Hasil pemeriksaan petugas Satreskrim Polres Sumedang, pria yang diketahui bernama Dwi Setiawan (39), warga Magelang, Jawa Tengah ini dinyatakan stres alias mengalami gangguan kejiwaan.

“Setelah diamankan dan menjalani pemeriksaan selama satu malam di Mapolres Sumedang, pria ini ternyata stres, diduga kuat mengalami gangguan jiwa. Pria bernama Dwi ini tidak terindikasi ke jaringan teroris. Saat diperiksa ternyata tidak nyambung,” kata Kasat Reskrim, AKP Salim Azis saat dihubungi melalui telepon selulernya, Senin (9/9).

Dwi diamankan di sebuah rumah kosong di Kp. Marga Mekar. “Ya, masyarakat curiga karena ia mendiami rumah kosong. Ia menyendiri di rumah tersebut untuk mewujudkan obsesinya pada ilmu hitam,” katanya.

Pihaknya tidak menemukan barang-barang mencurigakan seperti komponen untuk merakit bom. “Kita berencana mengembalikan Dwi ke tempat asalnya, termasuk membuka garis polisi di rumah kosong tersebut,” terangnya.

Bukan teroris

Hal senada dikatakan Kabid Humas Polda Jabar, Kombes Pol. Martinus. Ia memastikan penangkapan Dwi yang sempat menjalani pemeriksaan di Mapolres Sumedang, tidak ada kaitannya dengan kelompok teroris. “Bukan kelompok teroris. Sudah dicek ke Densus 88, ternyata tidak kaitannya sama sekali,” tegas Martinus di Mapolda Jabar, Jln. Soekarno-Hatta, Senin (9/9).

Penangkapan Dwi pada Minggu (8/9) pukul 19.30 WIB berawal dari laporan warga sekitar yang curiga dengan aktivitasnya di rumah kosong. Ia tinggal rumah tersebut selama 4 hari tanpa seizin pemilik dan tidak melapor pada siapa pun. “Sehingga warga resah dan selentingan pun menyebar, katanya Dwi ini seorang teroris,” tambahnya.

Saat penangkapan dilakukan, benar saja, Dwi ada di dalam rumah. Anggota Polsek Jatinangor juga mendapati sejumlah barang yaitu tas pinggang, ponsel, paspor, dan uang Rp 400 ribu.

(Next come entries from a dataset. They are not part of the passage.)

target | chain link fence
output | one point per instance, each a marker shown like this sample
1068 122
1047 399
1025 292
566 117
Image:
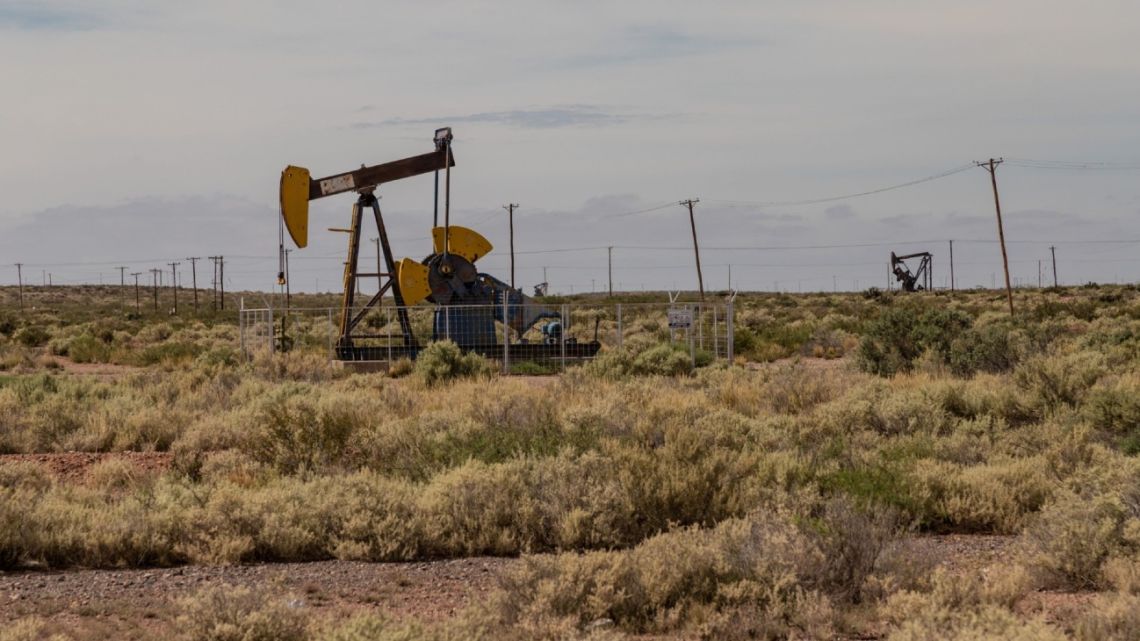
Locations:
552 337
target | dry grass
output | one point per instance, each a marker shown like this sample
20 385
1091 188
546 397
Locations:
722 502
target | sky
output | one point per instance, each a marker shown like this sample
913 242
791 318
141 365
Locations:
141 132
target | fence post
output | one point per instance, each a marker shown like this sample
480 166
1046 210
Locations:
700 325
716 345
619 325
506 338
729 331
689 331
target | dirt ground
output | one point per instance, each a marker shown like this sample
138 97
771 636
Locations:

Selain itu, di TKP juga ditemukan barang lainnya seperti 1 kapak, 3 ponsel, kabel tembaga 4 gulung kecil, 3 obeng, 1 tang, 1 pisau besar, 4 baterai 4, stop kontak listrik, sekring, remote control, CD, charger, paku, dan baut.

“Dari hasil pemeriksaan, ia sama sekali tidak memiliki keterkaitan dengan kelompok teroris. Barang-barangnya pun terindikasi tidak memiliki kaitan sama sekali dengan aksi pengemboman atau teror lainnya,” terang Martinus.